How appropriate for the day when we have a 60th birthday party for our congregation.  A party for sinners.  That is today.  Not a pat on the back to a people who did good but a good God who loves sinners, redeems them, and works through them to build His church on earth.  That is our party.  It is not to tell tall tales of our heroism but of God’s mercy who lavishes upon the undeserving forgiveness, life, and salvation, and then sets free the forgiven to tell the world what He has done.  God has not given us a fatted calf but the flesh and blood of His Son, not a robe of our own but Christ’s own robe of righteousness to wear, and not a ring for a finger but the mark of the cross upon our hearts.  And not to us only but to countless thousands over 60 years in this place.  Today is not about us.  It is and always must be about God, if there is to be another anniversary.

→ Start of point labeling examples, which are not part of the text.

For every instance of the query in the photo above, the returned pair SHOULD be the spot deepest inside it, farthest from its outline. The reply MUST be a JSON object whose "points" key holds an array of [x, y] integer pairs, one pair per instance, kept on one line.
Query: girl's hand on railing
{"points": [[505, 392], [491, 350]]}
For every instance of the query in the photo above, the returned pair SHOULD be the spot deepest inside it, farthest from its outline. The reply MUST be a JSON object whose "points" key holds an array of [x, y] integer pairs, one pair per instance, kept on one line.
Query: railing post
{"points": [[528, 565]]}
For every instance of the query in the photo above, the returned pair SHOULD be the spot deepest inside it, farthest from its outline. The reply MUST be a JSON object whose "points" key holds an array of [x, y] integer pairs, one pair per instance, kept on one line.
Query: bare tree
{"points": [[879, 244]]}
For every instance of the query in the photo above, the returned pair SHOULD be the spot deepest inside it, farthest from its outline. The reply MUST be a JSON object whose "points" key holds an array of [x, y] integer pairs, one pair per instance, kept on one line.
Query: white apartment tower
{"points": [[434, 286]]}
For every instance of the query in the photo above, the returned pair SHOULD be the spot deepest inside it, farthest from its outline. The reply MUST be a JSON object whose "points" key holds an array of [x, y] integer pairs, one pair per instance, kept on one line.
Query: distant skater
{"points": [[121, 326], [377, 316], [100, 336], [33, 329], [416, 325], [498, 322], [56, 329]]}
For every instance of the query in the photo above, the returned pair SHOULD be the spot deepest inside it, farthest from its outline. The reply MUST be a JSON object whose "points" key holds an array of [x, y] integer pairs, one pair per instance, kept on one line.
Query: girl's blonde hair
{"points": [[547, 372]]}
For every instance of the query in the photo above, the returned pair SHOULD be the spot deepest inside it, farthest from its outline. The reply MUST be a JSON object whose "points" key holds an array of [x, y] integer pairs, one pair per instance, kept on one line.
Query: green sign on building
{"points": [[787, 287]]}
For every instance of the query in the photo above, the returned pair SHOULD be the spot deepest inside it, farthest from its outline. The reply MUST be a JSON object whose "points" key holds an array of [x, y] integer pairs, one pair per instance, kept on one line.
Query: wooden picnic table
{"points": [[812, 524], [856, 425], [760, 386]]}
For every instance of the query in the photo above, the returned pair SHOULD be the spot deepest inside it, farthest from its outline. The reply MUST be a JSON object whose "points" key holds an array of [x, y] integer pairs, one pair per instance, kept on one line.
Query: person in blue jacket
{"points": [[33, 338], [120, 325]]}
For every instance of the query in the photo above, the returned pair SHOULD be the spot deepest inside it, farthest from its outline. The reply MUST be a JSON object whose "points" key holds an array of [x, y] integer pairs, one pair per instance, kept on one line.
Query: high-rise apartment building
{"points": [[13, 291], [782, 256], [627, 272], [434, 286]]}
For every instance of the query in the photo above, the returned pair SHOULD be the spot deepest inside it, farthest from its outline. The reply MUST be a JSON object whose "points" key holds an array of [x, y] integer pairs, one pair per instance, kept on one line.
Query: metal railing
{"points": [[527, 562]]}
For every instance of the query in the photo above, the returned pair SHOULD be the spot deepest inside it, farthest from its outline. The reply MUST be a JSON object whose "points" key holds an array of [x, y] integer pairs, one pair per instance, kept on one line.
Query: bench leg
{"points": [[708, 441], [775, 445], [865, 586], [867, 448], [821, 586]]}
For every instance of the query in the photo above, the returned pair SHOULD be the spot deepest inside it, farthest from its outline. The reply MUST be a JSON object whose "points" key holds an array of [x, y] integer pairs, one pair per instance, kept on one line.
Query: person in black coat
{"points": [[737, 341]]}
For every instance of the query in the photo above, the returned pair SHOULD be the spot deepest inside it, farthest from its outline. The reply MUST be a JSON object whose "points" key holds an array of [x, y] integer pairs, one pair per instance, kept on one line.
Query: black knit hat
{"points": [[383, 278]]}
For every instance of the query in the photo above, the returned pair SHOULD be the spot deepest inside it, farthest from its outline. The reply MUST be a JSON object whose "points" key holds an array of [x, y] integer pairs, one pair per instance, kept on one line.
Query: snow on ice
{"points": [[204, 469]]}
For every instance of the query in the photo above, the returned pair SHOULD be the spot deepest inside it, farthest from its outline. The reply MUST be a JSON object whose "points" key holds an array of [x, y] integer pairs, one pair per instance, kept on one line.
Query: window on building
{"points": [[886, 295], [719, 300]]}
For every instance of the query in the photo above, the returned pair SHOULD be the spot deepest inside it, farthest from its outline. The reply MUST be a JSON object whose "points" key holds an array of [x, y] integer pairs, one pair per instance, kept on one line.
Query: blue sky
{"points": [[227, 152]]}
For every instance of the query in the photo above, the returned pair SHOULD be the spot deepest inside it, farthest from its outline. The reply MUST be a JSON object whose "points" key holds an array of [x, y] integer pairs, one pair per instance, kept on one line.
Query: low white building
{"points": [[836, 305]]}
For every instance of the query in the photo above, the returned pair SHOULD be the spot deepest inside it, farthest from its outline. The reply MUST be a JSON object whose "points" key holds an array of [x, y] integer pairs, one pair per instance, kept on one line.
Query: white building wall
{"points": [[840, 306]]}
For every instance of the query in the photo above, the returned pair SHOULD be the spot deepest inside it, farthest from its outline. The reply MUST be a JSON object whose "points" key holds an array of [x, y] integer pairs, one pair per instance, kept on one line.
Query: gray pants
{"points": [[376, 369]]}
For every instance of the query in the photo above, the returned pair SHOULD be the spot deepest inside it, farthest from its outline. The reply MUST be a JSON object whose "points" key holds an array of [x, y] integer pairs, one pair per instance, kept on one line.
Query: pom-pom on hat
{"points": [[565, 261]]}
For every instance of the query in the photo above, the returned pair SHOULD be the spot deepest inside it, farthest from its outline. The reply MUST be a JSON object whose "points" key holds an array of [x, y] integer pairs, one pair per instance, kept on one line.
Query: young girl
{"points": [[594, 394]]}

    The waiting Father waits for the self-indulgent who give into whim and desire and He has provided a conscience to sound the call to repentance.  The waiting Father waits for the dutiful who do all the right things but with resentment in their hearts and He has provided a conscience to bring them to repentance.  To both the self-indulgent and the resentful the Lord speaks His Word, points to the salvation that comes not to the deserving but to sinners through Christ alone.  He gladly gives us all things in Him – things we do not deserve and never will and things    The waiting Father has given us all things in Christ.  That is the parable above all parables.  More than this, that is the story of our lives, redeemed, restored, and renewed in Christ our Savior.  Happy 60th Grace Lutheran Church.  Happy new birth day to a sinful world.  So great is God’s love for us, what can we do but say Thanks be to God!!

    In the name of the Father and of the Son and of the Holy Spirit.  Amen.